One thing I love to do is to learn new words. One very clever way to do this is to do crossword puzzles (I allow myself one per week, otherwise I get a wee bit obsessed. I heart NYT Sunday puzzles). Another way? Dictionary.com sends out a word each day via email; it is an awesome tool for learning words that are new to you, or perhaps a throw-back to your high school vocab days. Today’s word? Kakistocracy – A government by the worst persons.
This word could very well have me off on a tangent rant, rambling about horrible governments and leaders who so shouldn’t be. But I won’t. Instead, I’ll focus on the family instead. Is it true that the people in charge (i.e. parents) should be the governing bodies of a family? What gives them this authority? It isn’t as though we have to pass an intelligence or capability exam before we become parents, right? Do parents REALLY know what is best? Let’s look at the big picture here: sometimes, it’s best to involve the little people in that decision-making process, right? We have to eventually teach them how to best do this, right? So, at what age should one involve kids in the decision-making process?
As much as it is admittedly easier to simply dictate what will be the next action, we can’t not teach our kids how to weigh factors and consider potential outcomes if we don’t let them practice. Sure, this complete task would be too complicated for a 4-year-old, but certainly, even at that age, they should be starting to get some of the basic skills down. Or at least pieces of the whole. From choosing one’s activities after school, to which outfit they should wear, kids should be involved in the process. They need to understand the impact that their decision might have on themselves (“If I choose to wear a tutu to school in February, I am probably going to end up being a little cold at recess.”) and on others (“If I run around in the store, I might run into someone else and make them spill their shopping basket.”). These simple decisions are where it begins; development of decision-making skills is an important part of becoming an independent thinker and learning how to be a contributing part of the community. Understanding one’s importance in the decision-making process and how one person can bring an effect on others is an eye-opening process. This process includes not just developing an identity of self, but also an understanding of community and what one’s role in that community is, not just as an individual but also as a part of a whole. One wearing a tutu clearly doesn’t impact an entire community, but as a child ages, they should start taking part in greater, more public decisions that relate to services, policies or processes that affect a group of persons and not just themselves.

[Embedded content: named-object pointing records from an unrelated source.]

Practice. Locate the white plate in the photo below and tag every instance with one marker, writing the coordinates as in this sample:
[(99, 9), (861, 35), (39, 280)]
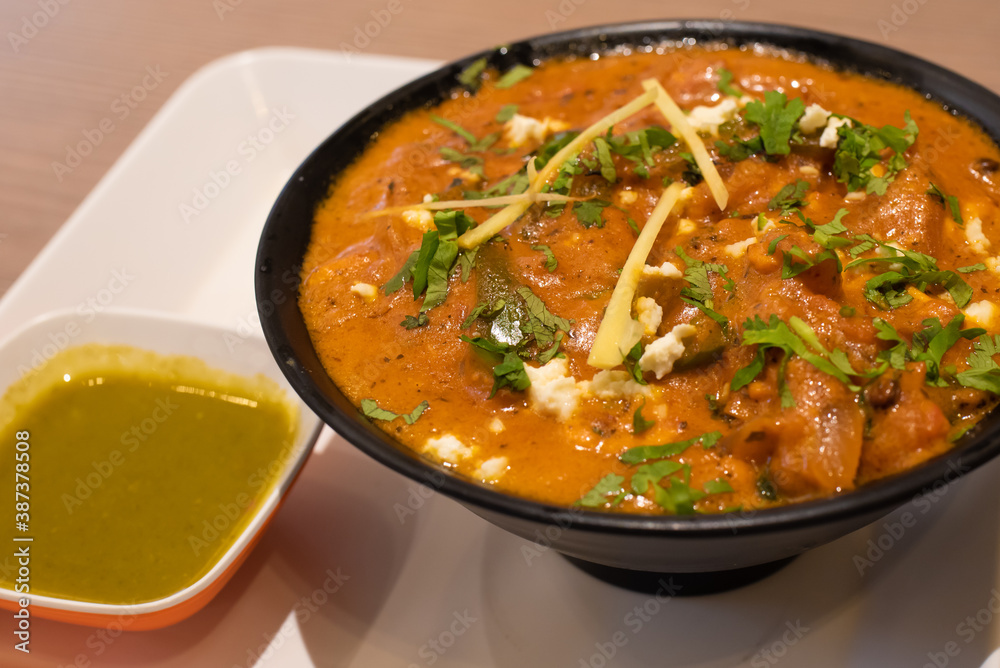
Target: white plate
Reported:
[(364, 568)]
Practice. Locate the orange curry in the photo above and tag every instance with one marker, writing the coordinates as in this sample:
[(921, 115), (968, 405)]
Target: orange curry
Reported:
[(827, 319)]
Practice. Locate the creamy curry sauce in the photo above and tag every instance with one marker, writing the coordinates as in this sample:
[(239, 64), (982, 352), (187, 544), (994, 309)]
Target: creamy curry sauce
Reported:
[(758, 423)]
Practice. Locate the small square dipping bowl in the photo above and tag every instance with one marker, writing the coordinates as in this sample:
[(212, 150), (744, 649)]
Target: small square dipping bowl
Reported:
[(220, 349)]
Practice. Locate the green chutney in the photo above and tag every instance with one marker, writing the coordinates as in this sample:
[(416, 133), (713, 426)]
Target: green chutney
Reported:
[(144, 469)]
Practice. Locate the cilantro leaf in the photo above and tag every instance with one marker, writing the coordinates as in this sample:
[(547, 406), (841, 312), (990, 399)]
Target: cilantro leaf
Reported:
[(541, 322), (644, 453), (631, 363), (983, 372), (370, 408), (725, 79), (603, 151), (888, 289), (428, 247), (825, 235), (929, 346), (510, 373), (589, 212), (776, 117), (515, 74), (741, 149), (411, 322), (404, 274), (550, 259), (653, 473), (437, 256), (678, 497), (979, 266), (692, 172), (798, 338), (699, 289), (546, 356), (952, 202), (549, 149), (483, 310), (860, 148)]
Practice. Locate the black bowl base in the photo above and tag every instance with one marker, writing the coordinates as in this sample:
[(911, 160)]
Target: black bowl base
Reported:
[(679, 584)]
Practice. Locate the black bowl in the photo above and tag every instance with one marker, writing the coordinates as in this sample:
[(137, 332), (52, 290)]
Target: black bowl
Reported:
[(746, 544)]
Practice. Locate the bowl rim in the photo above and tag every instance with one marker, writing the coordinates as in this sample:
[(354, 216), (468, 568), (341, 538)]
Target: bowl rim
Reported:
[(957, 94), (142, 324)]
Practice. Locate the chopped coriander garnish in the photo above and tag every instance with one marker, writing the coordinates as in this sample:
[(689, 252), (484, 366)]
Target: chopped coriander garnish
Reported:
[(551, 263), (412, 322), (643, 453), (541, 322), (740, 149), (506, 113), (825, 235), (860, 148), (370, 408), (952, 202), (979, 266), (631, 363), (639, 423), (776, 116), (692, 172), (698, 292), (437, 256), (517, 73), (404, 274), (888, 289), (510, 371), (647, 474), (798, 338), (589, 212), (795, 261), (789, 197), (717, 486), (983, 372), (603, 152), (484, 310), (546, 356), (928, 345), (773, 246)]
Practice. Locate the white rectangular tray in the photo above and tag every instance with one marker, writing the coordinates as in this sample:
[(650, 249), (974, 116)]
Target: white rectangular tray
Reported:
[(364, 568)]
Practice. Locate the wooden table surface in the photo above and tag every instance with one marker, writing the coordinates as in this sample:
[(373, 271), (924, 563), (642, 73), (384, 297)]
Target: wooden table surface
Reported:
[(67, 64)]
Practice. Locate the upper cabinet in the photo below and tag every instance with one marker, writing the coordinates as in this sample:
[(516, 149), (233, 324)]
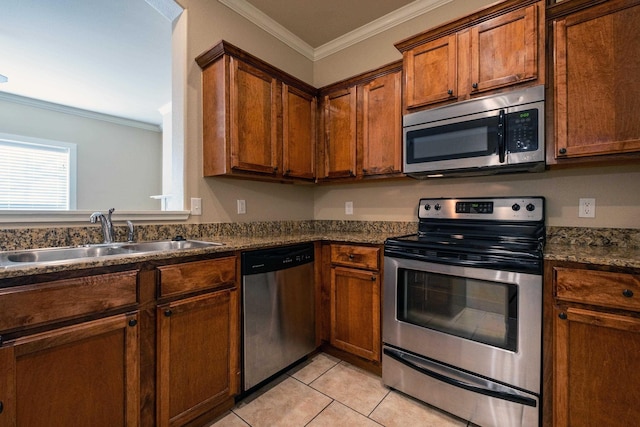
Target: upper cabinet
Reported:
[(258, 122), (362, 126), (495, 48), (596, 96)]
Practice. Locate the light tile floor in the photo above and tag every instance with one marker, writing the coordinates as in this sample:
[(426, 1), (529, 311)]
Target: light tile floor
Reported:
[(325, 391)]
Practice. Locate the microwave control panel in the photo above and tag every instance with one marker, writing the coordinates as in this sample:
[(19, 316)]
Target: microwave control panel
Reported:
[(522, 131)]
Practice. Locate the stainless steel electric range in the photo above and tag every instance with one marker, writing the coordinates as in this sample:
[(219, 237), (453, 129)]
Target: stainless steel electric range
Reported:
[(462, 311)]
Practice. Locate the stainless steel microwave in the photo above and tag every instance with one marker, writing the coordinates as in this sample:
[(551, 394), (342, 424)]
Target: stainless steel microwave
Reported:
[(488, 135)]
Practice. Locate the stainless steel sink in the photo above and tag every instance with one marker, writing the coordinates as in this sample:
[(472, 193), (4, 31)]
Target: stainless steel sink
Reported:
[(59, 255)]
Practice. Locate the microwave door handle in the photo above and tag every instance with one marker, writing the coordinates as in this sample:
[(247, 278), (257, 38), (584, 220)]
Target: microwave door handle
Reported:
[(502, 148)]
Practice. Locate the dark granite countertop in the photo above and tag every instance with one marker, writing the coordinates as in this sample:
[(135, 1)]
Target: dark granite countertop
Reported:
[(230, 244), (612, 256)]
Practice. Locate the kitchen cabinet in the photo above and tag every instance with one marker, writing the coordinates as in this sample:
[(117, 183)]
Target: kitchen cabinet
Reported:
[(596, 61), (299, 133), (355, 300), (362, 126), (493, 49), (198, 340), (596, 342), (258, 122), (68, 355)]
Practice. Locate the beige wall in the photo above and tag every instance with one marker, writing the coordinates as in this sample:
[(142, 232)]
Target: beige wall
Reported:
[(616, 189)]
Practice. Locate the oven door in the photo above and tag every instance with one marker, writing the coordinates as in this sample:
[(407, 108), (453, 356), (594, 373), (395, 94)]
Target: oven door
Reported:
[(483, 321)]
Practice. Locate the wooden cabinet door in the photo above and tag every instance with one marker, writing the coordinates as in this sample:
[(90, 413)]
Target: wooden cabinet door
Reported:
[(340, 134), (596, 69), (355, 312), (596, 373), (380, 142), (85, 374), (431, 72), (504, 50), (298, 133), (198, 350), (253, 121)]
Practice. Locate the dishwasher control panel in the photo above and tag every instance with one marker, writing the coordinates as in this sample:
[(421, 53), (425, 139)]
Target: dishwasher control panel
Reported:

This all sounds well and good, I am sure. Big words, but what does it mean to you and to your child? What is the take-home message here, right? Let me ask you this: when you think about your household, what decisions are your kids involved with? Some topic areas where they could (should) be involved: where and how they play (with a group, or alone, physically active or not); what experiences they will engage with (what interest areas to pursue); physical care (clearly, this would be as they get older); and whether they do things independently or with help. Choices should be given either by you or decided together. Two things to remember: some things are clearly not an option (e.g. walking across the street without a big person), and never give an option you are not comfortable with. Other than that, you are the one that knows your child(ren) best and you are the one that knows what they are capable of, probably even more so than they know themselves. So let them test the boundaries. Let them take part. Give them veto power on some biggies. Let them know that what they have to say is important, and of value, and that you want to listen. Don’t run a kakistocracy. Be fair because as your kids see you being that way, they will learn to act that way themselves.